# Beware at piedmont



## ohiogary (Dec 14, 2006)

I took my two boys fishing yesterday at piedmont, not sure what happen, but after parking my truck, I noticed two other trucks with flat tires, after loading the boat and heading out of reynolds rd.....tire blew out..not just a nail hole, but a large slash in tire.


----------



## turkeyt (Apr 13, 2006)

I was there yesterday and with all the vehicles and 2 Amish buggies it would be easy to go unnoticed up on the hill parking area. I wonder if it is some disgruntled locals who don't like the extra traffic and dust. Was school out in that county as it was in some others? I seriously doubt it was other fisherman. I hope someone catches them and puts a hurtin on them. I doubt if the "local" authorities will make it a priority to come all the way down there to check it out. Did you contact the watershed people? I know they have people who check the areas out and may have some locals in mind??


----------



## ostbucks98 (Apr 14, 2004)

Before you hang anyone is it possible something was in the water at the ramp?

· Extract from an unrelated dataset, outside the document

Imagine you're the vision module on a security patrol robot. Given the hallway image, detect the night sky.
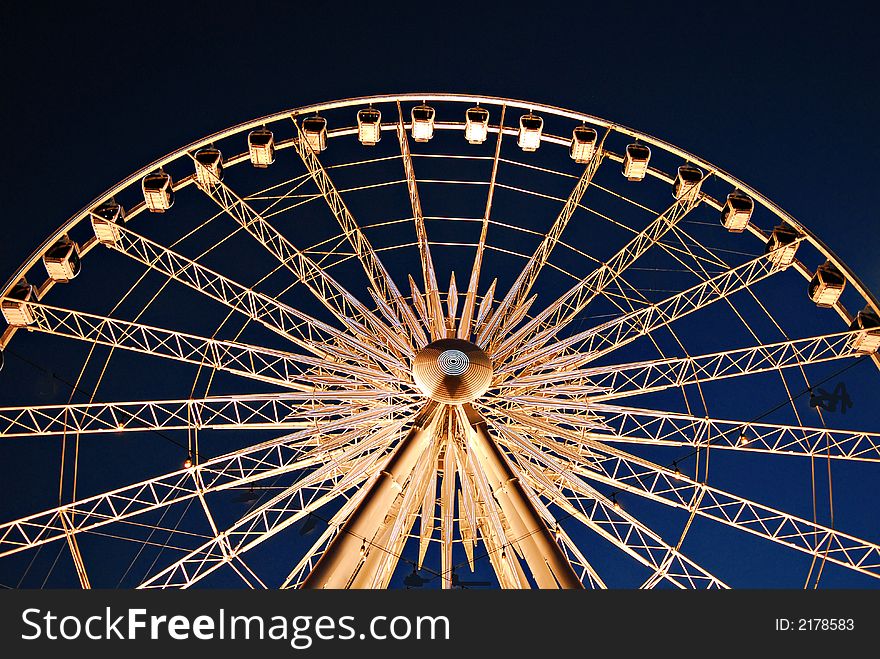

Sent from my ZTE-Z990G using Ohub Campfire mobile app


----------



## turkeyt (Apr 13, 2006)

ostbucks98 said:


> Before you hang anyone is it possible something was in the water at the ramp?
> Sent from my ZTE-Z990G using Ohub Campfire mobile app


That's a fairly steep ramp they just put in and when I saw people putting in they were not dropping down in the water much. More people are using the ramp because the Marina ramp is still not open during the week. The road to the ramp is mostly gravel and in bad shape and dusty as it can be. I would think trailer tires would be flattened if there was something at the bottom of the ramp to cut a tire. That ramp was packed Friday and today I would say impossible to get in later in the day. Time will tell if it is someone or something to blame.


----------



## ohiogary (Dec 14, 2006)

When I was there I did see the two amish buggys, it was around 2:00 til 6:00, I parked up on the hill, and noticed the other vehicles, with the flat tires, it was a large slice in the tread part of the tire, like 2 inchs across, kind of like I ran over something, rear driver side. Just wanted to give everyone a heads up, must be something in the upper parking area. I didnt contact the watershed, should have. Tire did'nt blow out until I started up Reynolds road.


----------



## shortstroke (Jan 11, 2005)

I got a flat tire a few years back this time of year also down there....Alot of the guys in the piedmont fishing club said that when they scrape the gravel road up top alot of people end up getting flat tires...


----------



## shortstroke (Jan 11, 2005)

when they do the road they somehow expose alot of sharp gravel edges that end up cutting the treads of the tires like was mentioned....that road is nasty!..heading home the one year my trailer snapped in half and my fuel tank straps broke in the same day....u gotta go slow if you dont want your boat and trailer beat up


----------